Applying low distraction design to alerting systems
Writing yesterday's entry has left me with some thoughts on creating low-distraction alerting and monitoring systems. Obviously this should only include informative monitoring, but once you've got that you still need to present the information on what alerts are active in a good way. And because you want sysadmins to check your alerts page relatively frequently, you want it to be low distraction in the same way that email checks should be.

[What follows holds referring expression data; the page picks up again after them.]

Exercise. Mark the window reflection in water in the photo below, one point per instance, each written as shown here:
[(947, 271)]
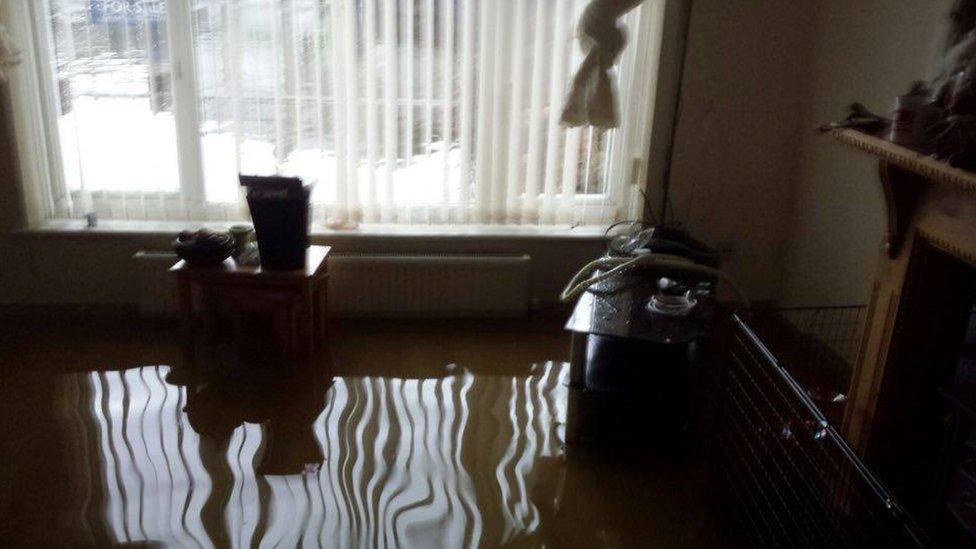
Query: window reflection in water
[(448, 461)]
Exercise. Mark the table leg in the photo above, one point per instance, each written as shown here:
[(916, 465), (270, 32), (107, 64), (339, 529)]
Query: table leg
[(307, 329), (322, 302), (577, 387), (577, 361)]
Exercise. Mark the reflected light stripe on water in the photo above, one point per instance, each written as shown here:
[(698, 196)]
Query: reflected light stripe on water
[(399, 457)]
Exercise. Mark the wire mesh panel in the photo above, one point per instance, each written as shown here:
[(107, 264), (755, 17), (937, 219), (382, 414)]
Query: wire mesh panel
[(818, 346), (791, 479)]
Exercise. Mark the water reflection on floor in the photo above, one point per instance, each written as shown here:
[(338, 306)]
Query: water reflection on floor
[(444, 458), (385, 462)]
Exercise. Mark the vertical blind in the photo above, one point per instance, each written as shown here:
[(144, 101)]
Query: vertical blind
[(400, 111)]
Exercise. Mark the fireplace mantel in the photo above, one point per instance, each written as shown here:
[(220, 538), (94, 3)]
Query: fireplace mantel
[(928, 201)]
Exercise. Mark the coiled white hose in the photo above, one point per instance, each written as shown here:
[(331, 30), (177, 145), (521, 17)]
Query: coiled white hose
[(618, 265)]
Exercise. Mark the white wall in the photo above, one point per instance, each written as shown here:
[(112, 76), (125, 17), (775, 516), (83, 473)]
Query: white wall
[(869, 51)]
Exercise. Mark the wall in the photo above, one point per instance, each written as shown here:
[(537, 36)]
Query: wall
[(869, 51), (745, 83), (761, 74)]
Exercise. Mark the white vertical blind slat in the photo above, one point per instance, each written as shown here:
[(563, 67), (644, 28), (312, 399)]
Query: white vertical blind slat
[(499, 121), (536, 118), (339, 112), (429, 63), (554, 132), (483, 138), (467, 107), (515, 149), (447, 106), (349, 33)]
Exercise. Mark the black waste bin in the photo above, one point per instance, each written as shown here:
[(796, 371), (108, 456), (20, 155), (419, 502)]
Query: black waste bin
[(280, 212)]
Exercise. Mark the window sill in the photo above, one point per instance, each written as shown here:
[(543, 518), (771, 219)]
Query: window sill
[(109, 228)]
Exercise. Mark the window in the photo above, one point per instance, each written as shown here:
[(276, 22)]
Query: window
[(401, 111)]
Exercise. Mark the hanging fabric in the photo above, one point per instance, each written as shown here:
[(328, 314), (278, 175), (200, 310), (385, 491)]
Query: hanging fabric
[(591, 100)]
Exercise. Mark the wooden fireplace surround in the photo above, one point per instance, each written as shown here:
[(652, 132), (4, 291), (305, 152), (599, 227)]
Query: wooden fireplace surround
[(927, 200)]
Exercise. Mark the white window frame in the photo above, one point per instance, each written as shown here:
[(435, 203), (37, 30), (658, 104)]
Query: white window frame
[(41, 163)]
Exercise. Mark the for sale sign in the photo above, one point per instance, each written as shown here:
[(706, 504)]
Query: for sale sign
[(133, 12)]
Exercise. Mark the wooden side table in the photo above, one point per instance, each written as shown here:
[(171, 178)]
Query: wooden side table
[(306, 288)]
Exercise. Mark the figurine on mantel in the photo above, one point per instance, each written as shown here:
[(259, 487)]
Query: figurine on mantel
[(937, 119)]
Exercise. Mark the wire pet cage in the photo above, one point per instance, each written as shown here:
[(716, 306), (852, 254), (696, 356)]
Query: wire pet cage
[(790, 477)]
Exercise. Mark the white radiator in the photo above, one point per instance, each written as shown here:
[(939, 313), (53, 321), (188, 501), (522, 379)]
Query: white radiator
[(158, 295), (399, 286)]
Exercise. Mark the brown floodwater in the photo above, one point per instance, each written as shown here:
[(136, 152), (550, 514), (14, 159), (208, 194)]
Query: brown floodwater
[(447, 458)]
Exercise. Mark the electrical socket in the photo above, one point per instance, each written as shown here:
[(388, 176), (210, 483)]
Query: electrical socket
[(727, 249)]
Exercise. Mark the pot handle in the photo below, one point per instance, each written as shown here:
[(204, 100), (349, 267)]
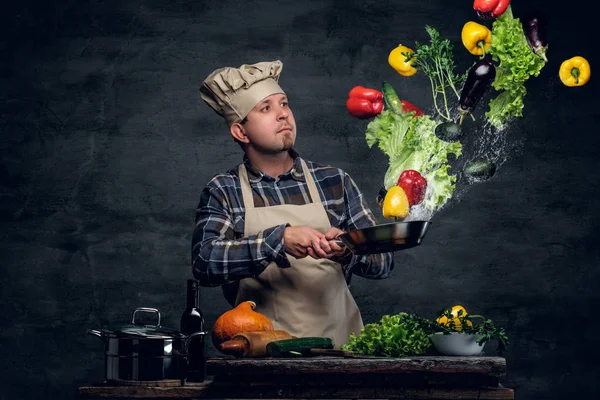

A low distraction system needs to show you enough information for you to make at least a preliminary decision, present events in some useful order, and let you shut it up. So, what I think you want is:
- a display that is organized by severity of alarm and reverse
chronological order within that, with the most recent alarm on
top and thus the most visible, with either the ages or the start
- some sort of one-line summary of each alarm's specific details,
so that you don't have to drill down further to find out what the
actual problem is.
- a way of hiding or dismissing specific alarms. Probably you should have a way of canceling this and re-revealing all current alarms.
For an added bonus, default to aggregating alarms together in some way if they are chronologically close enough (with an option to expand out the full details). This provides a natural way to condense cascade failures down into a single alert, crudely solving the alerting dependency problem.
Intuitively, I think that by priority and then chronologically is the right order to sort events into. In most situations I care more about a recent issue than an older one (after all, if the systems haven't entirely melted down by now the older issue can probably wait a bit longer), and more about an older high priority issue than a newer lower priority one. This is arguable and may depend on local circumstances.
(And the priorities may involve things like 'what machine is this reported on', with some machines being much more important than others.)